I want to share how this ridiculous idea came to be. I always find myself tweaking Emacs, it's like the more I learn about it, the more I realize how much more I still don't know and I just keep digging deeper and deeper, I fear for my future productivity. This wasn't unnoticed by one of my friends, who later said.
Diego, you spent so much time using Emacs, and you lose precious time going to Sweetgreen[salad place]. You should just get your Sweetgreen from inside Emacs! [lol]
I took this too seriously and wondered how difficult would it be, I knew they had some kind of online ordering stuff going on. So I checked it out, and using the Chrome Developer Tools I could see where every request in each part of the checkout was sent. It felt like solving puzzles and putting pieces together, I then used curl to do some initial testing of what I thought would be good payloads to send and got my first obstacle: Cookie Headers.

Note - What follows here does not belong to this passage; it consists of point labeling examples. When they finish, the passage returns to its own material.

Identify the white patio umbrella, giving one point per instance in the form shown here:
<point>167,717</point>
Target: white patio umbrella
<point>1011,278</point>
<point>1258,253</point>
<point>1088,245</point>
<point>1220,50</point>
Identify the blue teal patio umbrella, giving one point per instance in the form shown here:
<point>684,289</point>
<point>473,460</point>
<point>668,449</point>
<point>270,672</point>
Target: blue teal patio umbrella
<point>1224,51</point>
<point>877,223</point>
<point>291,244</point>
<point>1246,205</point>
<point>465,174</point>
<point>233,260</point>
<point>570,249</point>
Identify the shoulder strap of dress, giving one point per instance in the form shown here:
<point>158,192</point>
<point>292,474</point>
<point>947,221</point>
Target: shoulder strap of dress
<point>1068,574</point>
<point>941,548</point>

I decided then that using curl wasn't Emacsy at all, so after some research I ended up using the request.el library and going through the documentation to learn more about it. I will present about this in the Emacs NYC Meetup talk on Dec 7th at Thoughtbot.
All in all, I had a great time learning more about how requests are made, Emacs Lisp packages, functional programming, and ingredients of salads. If you would've told me months ago I would make an Emacs package to order salads online and it would reach the front page of Hacker News I'd still be laughing out loud, this just makes me plain happy.